Seit ich zuerst sie sah

Seit ich zuerst sie sah – Karl Gjellerup

In diesem weitgehend autobiographischen Roman beschreibt der dänische Literaturnobelpreisträger des Jahres 1917 seine eigene Romanze mit Eugenia Bendix, einer gebürtigen Dresdnerin.

Seit ich zuerst sie sah

Seit ich zuerst sie sah.

Format: eBook

Seit ich zuerst sie sah.

ISBN eBook: 9783849655495.

 

 

Auszug aus dem Text:

Das Semester am Polytechnikum war ziemlich anstrengend gewesen, und es begann in Dresden unleidlich heiß zu werden. Außerdem wohnte ich in einer der kleineren Straßen der Altstadt, die zwar reinlich und nett, aber nicht besonders luftig sind. Oft überkam mich ein verzehrendes Heimweh nach dem dänischen Sund. Wie schön auch die Abende an der Elbe waren, sie brachten doch nur geringe Abkühlung, und wenn man sich zwischen neun und zehn Uhr auf die Brühlsche Terrasse hinaufschleppte, um dort Luft zu schnappen, zeigte das Thermometer noch seine 25 – 26 Grad Reaumur. Dies war insofern tröstlich, als es einem ein unbestreitbares Recht zum Schwitzen gab und es verzeihlich erscheinen ließ, wenn man eine Portion Eis vor dem kleinen Café Torniamenti genoß, wo es sich so angenehm zwischen den Säulen sitzen ließ, während man Bruchstücken des Konzertes vom »Wienergarten« jenseits des Flusses lauschte.

An einem solchen Abend faßte ich den kühnen Entschluß, die nahe bevorstehenden Sommerferien irgendwo in den Bergen zuzubringen. Mir selbst wenigstens kam dieser Entschluß ziemlich dreist vor, da ich sowohl genötigt als gewohnt war, mich einzuschränken. Am meisten lockte mich die Sächsische Schweiz, und noch war der letzte Eisrest mir kaum im Munde zerschmolzen, als ich mich schon für das kleine Rathen entschieden hatte. Von diesem beliebten Orte war mir ein verlockend idyllischer Eindruck geblieben, obgleich ich, wie die meisten Reisenden, das Dörfchen nur beim Hinuntergehen von der Bastei im Halbdunkel gesehen hatte.

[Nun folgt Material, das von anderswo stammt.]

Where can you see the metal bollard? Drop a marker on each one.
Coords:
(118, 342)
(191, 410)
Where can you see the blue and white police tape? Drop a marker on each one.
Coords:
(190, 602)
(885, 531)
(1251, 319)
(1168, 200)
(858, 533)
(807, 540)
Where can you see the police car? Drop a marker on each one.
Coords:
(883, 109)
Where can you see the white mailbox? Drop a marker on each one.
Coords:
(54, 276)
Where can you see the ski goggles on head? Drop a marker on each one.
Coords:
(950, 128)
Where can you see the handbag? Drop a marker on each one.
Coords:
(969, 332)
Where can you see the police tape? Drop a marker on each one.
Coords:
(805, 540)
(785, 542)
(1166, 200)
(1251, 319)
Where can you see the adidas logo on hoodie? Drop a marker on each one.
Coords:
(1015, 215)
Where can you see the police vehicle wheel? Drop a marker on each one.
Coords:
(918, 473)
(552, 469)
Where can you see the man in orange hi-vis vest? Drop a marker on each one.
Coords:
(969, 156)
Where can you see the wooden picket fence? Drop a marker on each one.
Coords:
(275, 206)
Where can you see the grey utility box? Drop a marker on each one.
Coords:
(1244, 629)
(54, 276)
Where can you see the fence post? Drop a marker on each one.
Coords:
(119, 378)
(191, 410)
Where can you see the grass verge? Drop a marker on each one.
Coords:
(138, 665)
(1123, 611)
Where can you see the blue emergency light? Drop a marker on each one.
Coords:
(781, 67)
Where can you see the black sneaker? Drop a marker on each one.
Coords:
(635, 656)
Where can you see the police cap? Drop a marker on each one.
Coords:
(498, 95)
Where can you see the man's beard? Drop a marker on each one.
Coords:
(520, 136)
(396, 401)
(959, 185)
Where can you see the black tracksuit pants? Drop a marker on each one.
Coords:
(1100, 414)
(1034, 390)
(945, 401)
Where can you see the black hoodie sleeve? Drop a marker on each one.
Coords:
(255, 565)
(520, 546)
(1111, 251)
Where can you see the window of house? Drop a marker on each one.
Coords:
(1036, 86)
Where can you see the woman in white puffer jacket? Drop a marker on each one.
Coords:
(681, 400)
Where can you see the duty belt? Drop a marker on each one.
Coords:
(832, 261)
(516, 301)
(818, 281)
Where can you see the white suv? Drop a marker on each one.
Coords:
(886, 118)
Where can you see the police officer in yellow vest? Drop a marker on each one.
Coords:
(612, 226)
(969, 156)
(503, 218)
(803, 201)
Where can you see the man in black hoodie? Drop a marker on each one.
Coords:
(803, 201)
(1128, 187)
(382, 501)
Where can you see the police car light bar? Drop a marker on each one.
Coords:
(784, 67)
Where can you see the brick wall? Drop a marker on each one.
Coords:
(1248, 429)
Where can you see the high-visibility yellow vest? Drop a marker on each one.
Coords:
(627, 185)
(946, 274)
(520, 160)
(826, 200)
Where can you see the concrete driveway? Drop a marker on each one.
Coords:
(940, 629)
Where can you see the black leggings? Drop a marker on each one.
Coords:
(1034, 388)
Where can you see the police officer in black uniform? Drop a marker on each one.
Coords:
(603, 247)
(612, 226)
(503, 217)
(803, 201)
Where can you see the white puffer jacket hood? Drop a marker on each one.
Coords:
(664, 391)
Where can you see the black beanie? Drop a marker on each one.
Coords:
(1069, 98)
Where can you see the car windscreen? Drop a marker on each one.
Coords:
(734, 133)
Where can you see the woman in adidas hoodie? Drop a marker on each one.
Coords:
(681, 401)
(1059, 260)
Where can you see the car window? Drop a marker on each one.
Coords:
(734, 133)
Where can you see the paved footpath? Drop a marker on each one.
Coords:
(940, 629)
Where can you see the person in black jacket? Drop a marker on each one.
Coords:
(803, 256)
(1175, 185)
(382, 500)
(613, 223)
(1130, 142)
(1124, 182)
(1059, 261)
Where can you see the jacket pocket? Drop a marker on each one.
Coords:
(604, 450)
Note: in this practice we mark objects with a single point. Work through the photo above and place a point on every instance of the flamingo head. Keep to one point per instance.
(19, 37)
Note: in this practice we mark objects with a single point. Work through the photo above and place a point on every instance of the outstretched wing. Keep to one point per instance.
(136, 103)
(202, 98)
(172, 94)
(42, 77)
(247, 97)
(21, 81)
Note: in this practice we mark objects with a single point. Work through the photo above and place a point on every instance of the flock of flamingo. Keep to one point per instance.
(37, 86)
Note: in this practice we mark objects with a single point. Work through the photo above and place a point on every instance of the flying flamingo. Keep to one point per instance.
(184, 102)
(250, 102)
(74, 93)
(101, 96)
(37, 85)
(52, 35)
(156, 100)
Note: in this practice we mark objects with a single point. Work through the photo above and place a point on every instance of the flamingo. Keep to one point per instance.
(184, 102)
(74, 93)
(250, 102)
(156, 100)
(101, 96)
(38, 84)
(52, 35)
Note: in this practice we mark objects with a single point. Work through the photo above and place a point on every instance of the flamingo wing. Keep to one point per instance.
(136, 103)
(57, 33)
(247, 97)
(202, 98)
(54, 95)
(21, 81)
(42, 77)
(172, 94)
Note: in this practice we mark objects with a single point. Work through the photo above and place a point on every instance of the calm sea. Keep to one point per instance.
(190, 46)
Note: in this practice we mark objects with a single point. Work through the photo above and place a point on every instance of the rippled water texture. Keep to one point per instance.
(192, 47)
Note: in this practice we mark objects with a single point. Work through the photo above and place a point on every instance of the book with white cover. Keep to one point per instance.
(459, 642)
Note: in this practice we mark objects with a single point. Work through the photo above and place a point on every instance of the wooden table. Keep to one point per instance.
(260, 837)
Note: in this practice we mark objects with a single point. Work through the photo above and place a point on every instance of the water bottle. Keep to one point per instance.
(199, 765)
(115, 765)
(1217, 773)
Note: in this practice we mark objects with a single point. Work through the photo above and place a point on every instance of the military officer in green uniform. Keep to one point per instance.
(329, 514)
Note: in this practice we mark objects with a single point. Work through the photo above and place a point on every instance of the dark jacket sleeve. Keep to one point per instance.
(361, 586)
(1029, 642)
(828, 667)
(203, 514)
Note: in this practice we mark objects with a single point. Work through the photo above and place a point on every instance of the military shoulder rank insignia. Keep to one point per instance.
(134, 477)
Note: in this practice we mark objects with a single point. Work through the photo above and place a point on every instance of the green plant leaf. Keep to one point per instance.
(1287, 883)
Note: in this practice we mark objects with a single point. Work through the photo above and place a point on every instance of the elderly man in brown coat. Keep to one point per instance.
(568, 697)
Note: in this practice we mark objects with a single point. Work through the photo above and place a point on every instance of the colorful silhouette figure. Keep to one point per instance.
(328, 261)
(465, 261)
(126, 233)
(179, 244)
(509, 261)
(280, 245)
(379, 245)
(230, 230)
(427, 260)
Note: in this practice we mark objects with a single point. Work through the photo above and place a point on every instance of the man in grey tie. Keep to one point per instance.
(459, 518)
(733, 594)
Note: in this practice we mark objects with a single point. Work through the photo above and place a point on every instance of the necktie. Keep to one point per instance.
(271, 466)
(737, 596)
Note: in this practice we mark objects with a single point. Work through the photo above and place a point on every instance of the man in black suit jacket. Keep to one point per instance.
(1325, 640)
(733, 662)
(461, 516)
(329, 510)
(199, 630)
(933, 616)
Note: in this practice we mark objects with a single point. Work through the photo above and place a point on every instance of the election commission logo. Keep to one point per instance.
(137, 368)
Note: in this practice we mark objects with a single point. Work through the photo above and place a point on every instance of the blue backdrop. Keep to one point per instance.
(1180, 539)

Ein paar Tage später stieg ich gegen Mittag an der kleinen Haltestelle aus und ging zwischen den Obstgärten Oberrathens nach der Fähre hinunter. Das gegenüberliegende Felsenufer hat als einzigen Durchbruch das enge Tal, in dem der eigentliche Ort Rathen eingebettet liegt. Das Dorf zeigt fast nur seine beiden Gasthöfe, den neuen kahlen und den alten überwachsenen, zu beiden Seiten des Baches gelegen, der blinkend in den vorbeiströmenden Fluß mündet. Links erheben sich die blaugrauen senkrechten Felsen der Bastei, deren Fuß von Nadelwald und Laubbestand verdeckt ist. In der Ferne leuchten die großen Sandsteinbrüche, die schönsten im ganzen Lande. Von diesen hohen, gelblichen Wandflächen sind einige mehrere hundert Meter hoch. Zur anderen Seite hin durchschneiden sie anhaltend die Hügelreihe, auf deren Waldwellen der Lilienstein gleich einem ungeheuren Panzerschiffe dahinfährt.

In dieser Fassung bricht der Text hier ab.